While earning her degree, she worked at the San Diego Mediation Center (now the National Conflict Resolution Center) as a dispute resolution specialist and joined the Institute for Regional Studies of the Californias as an environmental policy advocate. In the two decades since earning her SDSU master’s degree, she has worked for the Viejas Band of Kumeyaay Indians as both director of education and director of community services, and is now vice president of programs, planning and development at Neighborhood House Association, where she develops local, state, and national early childhood education legislative strategies and policies.

“For careers that have to deal with communities and programs and cities, San Diego State is the hub,” Ochiqui said. “It’s the education that connects you to the community.”

The Value of SDSU

Despite being a working mom, Ochiqui has always found time to volunteer on a variety of boards, including at SDSU where she is a member of The Campanile Foundation board of directors. She became president of the SDSU Alumni Board of Advisors on July 1.

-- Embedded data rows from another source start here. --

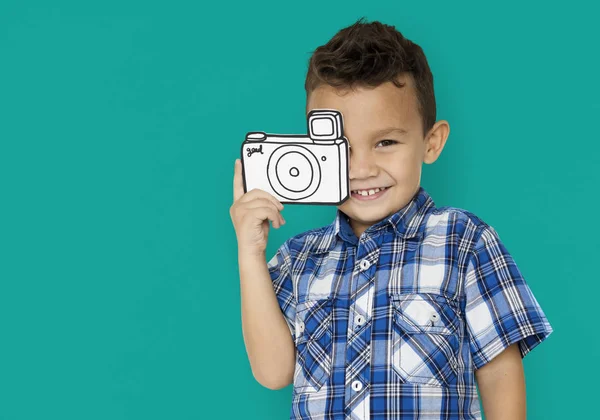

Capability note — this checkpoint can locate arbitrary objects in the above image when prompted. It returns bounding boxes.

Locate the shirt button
[360,260,371,271]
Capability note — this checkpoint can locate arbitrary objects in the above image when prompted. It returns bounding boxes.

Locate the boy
[230,19,552,420]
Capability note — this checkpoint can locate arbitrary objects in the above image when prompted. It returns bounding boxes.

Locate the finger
[241,197,285,225]
[240,188,283,210]
[233,159,244,202]
[251,206,281,229]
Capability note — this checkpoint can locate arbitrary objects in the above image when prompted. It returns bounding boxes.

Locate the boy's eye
[377,140,398,146]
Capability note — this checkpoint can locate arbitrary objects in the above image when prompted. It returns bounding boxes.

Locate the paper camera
[241,109,349,205]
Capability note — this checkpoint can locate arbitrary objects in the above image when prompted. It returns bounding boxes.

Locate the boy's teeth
[354,188,385,197]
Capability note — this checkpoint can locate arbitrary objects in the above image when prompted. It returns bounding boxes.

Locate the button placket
[352,381,363,392]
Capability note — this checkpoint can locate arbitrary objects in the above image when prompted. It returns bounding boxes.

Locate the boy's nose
[349,153,377,179]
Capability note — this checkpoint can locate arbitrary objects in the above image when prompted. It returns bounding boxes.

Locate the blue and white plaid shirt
[268,187,552,420]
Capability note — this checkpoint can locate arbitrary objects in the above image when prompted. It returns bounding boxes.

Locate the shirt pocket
[294,297,333,393]
[390,293,460,387]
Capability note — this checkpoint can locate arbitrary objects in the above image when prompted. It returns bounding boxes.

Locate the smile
[352,187,389,201]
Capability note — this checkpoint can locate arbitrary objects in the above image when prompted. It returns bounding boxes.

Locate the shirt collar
[315,187,435,253]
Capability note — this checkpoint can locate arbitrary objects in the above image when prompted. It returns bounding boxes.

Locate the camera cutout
[241,109,350,205]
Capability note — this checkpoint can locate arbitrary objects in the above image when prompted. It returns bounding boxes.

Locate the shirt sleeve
[267,242,296,342]
[465,225,553,369]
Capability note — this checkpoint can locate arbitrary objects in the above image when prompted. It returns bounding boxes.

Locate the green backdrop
[0,0,600,420]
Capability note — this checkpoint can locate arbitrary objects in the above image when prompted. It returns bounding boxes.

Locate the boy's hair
[304,18,436,135]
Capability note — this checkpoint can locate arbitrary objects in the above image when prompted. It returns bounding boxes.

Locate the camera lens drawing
[267,145,321,200]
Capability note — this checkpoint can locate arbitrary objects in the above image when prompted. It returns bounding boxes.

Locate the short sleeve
[465,225,552,369]
[267,242,296,341]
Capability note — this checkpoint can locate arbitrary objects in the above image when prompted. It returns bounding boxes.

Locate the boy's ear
[423,120,450,164]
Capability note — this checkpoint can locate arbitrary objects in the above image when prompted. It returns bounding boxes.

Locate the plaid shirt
[268,187,552,420]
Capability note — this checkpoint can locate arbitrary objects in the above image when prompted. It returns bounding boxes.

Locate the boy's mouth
[351,187,389,201]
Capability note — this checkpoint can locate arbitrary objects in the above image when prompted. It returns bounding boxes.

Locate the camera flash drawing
[241,109,350,205]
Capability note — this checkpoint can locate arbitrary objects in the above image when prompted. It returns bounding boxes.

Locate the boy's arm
[475,343,526,420]
[239,252,296,389]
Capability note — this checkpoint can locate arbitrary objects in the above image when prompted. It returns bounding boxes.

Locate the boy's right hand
[229,159,285,255]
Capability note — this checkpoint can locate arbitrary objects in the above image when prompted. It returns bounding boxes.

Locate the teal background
[0,0,600,420]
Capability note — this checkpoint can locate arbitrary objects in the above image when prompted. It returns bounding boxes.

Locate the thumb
[233,159,244,201]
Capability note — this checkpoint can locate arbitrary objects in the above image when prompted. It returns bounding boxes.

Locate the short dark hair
[304,18,436,135]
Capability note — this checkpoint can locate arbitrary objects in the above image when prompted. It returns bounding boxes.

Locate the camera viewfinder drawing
[241,109,350,205]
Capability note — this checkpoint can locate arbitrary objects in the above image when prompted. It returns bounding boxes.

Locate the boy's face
[306,75,449,236]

In her role as leader of the university’s alumni, she sees her main task as re-engaging the alumni community with SDSU after more than a year of forced detachment by the COVID-19 pandemic.

“My goal during my year as president is to bring them back and help them see and appreciate the value of SDSU,” Ochiqui said. “I want to be a conduit for connection.”

But not just for alumni. Remembering the challenges she faced as a first-generation college student, Ochiqui hopes to serve as a model for prospective students of what is possible at SDSU.

“I want to reach out to students who think they aren’t good enough for a college education,” she said. “I really want students who think they are not supposed to come to San Diego State to know that they have a place here.

“I did it with a single mom. I did it on welfare. I did it through being hungry because we didn’t have any money. If you want it, SDSU is here for you.

“That’s part of my message. Do your best, persevere, stay disciplined, and you will get here, but don’t lose the faith.”

In addition to Ochiqui taking over as president of SDSU Alumni, 14 new board members were elected to six-year terms during a June 9 board meeting in Montezuma Hall at the Conrad Prebys Aztec Student Union: Brianna Bennett (’10), Greg Block (’95), Martin Bridges (’87), Christian Deleon (’09), Dan Denham (’99, ’02), Mark Emch (’84), Carey Fernandes (’98), Keith Harris (’91), Tom Karlo (’75), Yolanda G. Apalategui Lugo (’05, ’15), Kristin O’Neal (’07), Monica Pelaez (’01), Scott Robert (’99), and Gregory “J.R.” Tolver (’02).